Editoriale
Comunicare bene
Anche gli ultimi tempi hanno proposto alla comunità dei cacciatori i vecchi dilemmi: come reagire agli attacchi pregiudiziali nei proprio confronti e fornire una positiva immagine pubblica di sé. Il pretesto lo ha fornito un botta a risposto a suon di murales. Il primo, sponsorizzato dalle associazioni contrarie alla caccia, ci ha disegnato come i soliti biechi sanguinari; la risposta, da parte di alcune associazioni venatorie, ha subito varie forme di censura.
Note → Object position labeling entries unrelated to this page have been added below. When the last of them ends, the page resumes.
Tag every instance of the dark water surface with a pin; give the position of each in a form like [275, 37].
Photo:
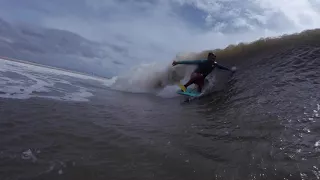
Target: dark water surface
[263, 125]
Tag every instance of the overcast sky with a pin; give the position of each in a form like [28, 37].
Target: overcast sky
[156, 30]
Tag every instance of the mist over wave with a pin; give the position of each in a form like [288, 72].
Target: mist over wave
[161, 78]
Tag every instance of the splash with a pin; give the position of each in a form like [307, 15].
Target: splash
[158, 78]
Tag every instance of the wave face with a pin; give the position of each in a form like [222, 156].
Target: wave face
[161, 78]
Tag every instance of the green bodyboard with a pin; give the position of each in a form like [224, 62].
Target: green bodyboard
[189, 92]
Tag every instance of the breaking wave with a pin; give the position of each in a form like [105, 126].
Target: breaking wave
[160, 78]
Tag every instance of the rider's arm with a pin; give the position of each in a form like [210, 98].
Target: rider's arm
[222, 67]
[191, 62]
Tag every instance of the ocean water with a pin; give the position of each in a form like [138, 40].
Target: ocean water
[262, 122]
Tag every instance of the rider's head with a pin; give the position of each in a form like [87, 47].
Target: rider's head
[211, 56]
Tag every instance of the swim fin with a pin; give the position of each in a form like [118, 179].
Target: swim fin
[182, 87]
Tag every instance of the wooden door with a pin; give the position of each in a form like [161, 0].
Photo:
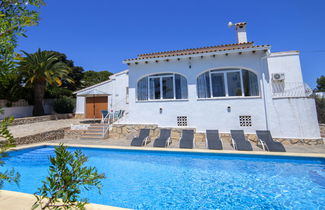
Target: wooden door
[94, 105]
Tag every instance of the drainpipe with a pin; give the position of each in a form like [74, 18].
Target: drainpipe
[263, 89]
[264, 100]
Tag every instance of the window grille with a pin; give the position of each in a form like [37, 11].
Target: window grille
[181, 120]
[245, 121]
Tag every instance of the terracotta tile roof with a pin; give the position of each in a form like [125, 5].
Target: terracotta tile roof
[197, 50]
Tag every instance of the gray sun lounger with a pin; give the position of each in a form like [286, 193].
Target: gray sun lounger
[164, 138]
[268, 143]
[187, 139]
[239, 141]
[213, 140]
[142, 139]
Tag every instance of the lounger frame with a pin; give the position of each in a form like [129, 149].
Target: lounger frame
[193, 139]
[146, 140]
[264, 145]
[206, 142]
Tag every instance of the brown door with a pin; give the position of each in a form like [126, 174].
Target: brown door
[94, 105]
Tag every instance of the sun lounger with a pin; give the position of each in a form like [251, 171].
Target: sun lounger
[239, 141]
[164, 138]
[213, 140]
[142, 139]
[268, 143]
[187, 139]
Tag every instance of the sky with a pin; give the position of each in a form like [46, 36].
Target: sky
[100, 34]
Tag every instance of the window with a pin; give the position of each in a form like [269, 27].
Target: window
[227, 83]
[162, 86]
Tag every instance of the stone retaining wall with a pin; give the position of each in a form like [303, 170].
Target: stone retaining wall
[73, 134]
[126, 131]
[42, 137]
[28, 120]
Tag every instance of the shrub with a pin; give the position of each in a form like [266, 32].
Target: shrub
[6, 143]
[64, 105]
[68, 176]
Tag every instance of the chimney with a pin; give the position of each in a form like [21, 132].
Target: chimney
[241, 31]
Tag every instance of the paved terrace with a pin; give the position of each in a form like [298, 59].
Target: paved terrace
[39, 127]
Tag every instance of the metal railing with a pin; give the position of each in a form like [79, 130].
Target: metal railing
[290, 89]
[111, 117]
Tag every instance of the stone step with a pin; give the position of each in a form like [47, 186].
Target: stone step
[90, 138]
[96, 127]
[92, 135]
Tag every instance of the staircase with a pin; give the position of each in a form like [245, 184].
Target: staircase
[95, 132]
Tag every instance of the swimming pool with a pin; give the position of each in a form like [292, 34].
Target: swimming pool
[175, 180]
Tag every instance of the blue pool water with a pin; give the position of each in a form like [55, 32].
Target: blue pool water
[167, 180]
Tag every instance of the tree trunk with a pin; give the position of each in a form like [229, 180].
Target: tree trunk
[39, 90]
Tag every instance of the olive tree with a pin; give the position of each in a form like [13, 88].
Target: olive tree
[67, 178]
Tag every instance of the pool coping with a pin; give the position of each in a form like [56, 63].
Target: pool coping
[8, 200]
[257, 153]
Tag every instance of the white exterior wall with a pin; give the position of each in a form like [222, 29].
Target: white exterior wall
[290, 117]
[288, 63]
[202, 114]
[285, 117]
[116, 87]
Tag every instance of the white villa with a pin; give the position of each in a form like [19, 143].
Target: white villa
[234, 86]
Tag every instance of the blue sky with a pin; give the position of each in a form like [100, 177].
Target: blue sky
[99, 34]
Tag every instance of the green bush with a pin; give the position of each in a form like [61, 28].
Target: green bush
[64, 105]
[68, 176]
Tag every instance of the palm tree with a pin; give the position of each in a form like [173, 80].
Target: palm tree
[40, 69]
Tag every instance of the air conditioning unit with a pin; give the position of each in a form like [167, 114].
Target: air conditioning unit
[278, 76]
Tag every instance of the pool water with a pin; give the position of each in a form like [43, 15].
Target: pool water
[170, 180]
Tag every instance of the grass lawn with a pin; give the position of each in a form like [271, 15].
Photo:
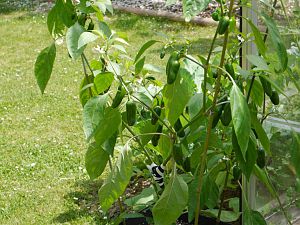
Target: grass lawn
[42, 175]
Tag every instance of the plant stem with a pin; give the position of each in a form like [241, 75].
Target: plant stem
[152, 111]
[206, 68]
[138, 141]
[119, 199]
[278, 199]
[223, 195]
[86, 76]
[210, 120]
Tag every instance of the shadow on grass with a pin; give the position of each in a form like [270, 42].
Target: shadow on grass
[82, 203]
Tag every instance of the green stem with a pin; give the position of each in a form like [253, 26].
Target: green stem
[86, 76]
[210, 121]
[206, 68]
[138, 141]
[223, 195]
[278, 200]
[119, 199]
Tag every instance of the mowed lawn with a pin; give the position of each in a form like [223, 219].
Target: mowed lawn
[42, 146]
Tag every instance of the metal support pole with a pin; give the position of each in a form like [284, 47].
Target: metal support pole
[248, 49]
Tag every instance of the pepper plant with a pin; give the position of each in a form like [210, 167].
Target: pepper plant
[199, 129]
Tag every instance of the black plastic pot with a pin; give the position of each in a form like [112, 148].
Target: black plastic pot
[182, 220]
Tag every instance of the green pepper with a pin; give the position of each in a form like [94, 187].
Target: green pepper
[226, 115]
[229, 68]
[131, 112]
[266, 86]
[157, 110]
[216, 15]
[236, 172]
[217, 116]
[177, 153]
[91, 26]
[178, 127]
[261, 158]
[275, 98]
[172, 68]
[119, 96]
[223, 25]
[156, 137]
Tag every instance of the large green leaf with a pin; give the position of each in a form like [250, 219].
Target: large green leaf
[262, 136]
[276, 41]
[145, 127]
[209, 195]
[95, 160]
[108, 125]
[43, 66]
[172, 202]
[192, 8]
[295, 153]
[117, 181]
[263, 177]
[143, 49]
[177, 95]
[103, 81]
[240, 117]
[72, 38]
[93, 114]
[246, 163]
[109, 144]
[226, 216]
[142, 200]
[251, 217]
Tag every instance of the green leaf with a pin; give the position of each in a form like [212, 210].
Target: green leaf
[93, 114]
[143, 49]
[246, 164]
[67, 12]
[177, 95]
[85, 38]
[145, 127]
[110, 143]
[142, 200]
[117, 181]
[95, 160]
[192, 8]
[295, 153]
[258, 39]
[252, 217]
[104, 28]
[72, 38]
[172, 202]
[226, 216]
[276, 41]
[258, 61]
[262, 136]
[257, 93]
[240, 117]
[43, 66]
[103, 81]
[55, 24]
[209, 195]
[196, 71]
[108, 124]
[139, 65]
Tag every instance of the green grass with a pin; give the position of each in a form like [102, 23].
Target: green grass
[42, 146]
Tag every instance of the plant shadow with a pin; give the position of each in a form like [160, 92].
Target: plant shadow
[82, 203]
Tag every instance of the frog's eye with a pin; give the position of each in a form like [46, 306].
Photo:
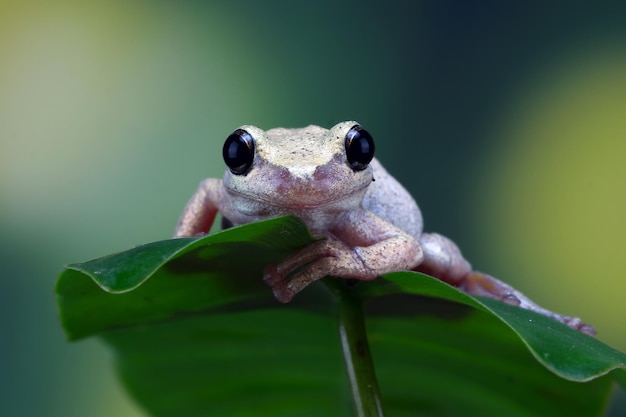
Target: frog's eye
[238, 152]
[359, 148]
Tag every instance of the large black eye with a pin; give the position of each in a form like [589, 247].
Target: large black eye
[359, 148]
[239, 152]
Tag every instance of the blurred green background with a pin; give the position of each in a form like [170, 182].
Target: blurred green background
[505, 121]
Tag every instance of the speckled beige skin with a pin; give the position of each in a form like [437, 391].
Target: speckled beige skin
[370, 223]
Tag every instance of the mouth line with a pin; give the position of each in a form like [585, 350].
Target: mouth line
[298, 205]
In un mondo in cui le opinioni finiscono sempre per radicalizzarsi, in cui la demonizzazione dell’avversario è alla base del confronto e si fa comunicazione senza esclusione di colpi per delegittimare l’interlocutore, la cosa non mi stupisce. E mi conforta il fatto che qualcuno si prenda la briga di contrastare i messaggi che ci dipingono in maniera oltraggiosa. È il gioco delle parti, va bene così.
Quello che voglio segnalare è però l’inadeguatezza della nostra risposta. Non è cosa nuova, peraltro. Il vittimismo non fa per noi e non sarà certo un cartellone a cambiare la nostra reputazione. Non servirà a convincere nessuno che siamo migliori di come ci descrivono, anzi diventa quasi una resa all’evidenza di una subalternità psicologica e culturale nei confronti di chi ci dà addosso.
Comunicare efficacemente significa esprimere al meglio se stessi e instaurare relazioni soddisfacenti nelle quali condividere bisogni, valori e obiettivi. Lo si può fare con un canale che possiamo identificare nell’industria culturale primaria (editoria, cinematografia, scuola) e con una cosiddetta secondaria legata al mondo della pubblicità (i murales, per esempio), che serve a rafforzare il messaggio ed estenderne la fruizione. Nel primo caso la stampa di settore fa la sua parte e sarebbe auspicabile che il messaggio valicasse i confini della nostra comunità per raggiungere in maniera laica chi non la pensa come noi o è agnostico nei confronti della nostra passione. È questo il punto nodale della questione: uscire dalle nostre mura è la cosa più difficile, raggiungere pubblici nuovi è il limite che ci viene negato dal pregiudizio.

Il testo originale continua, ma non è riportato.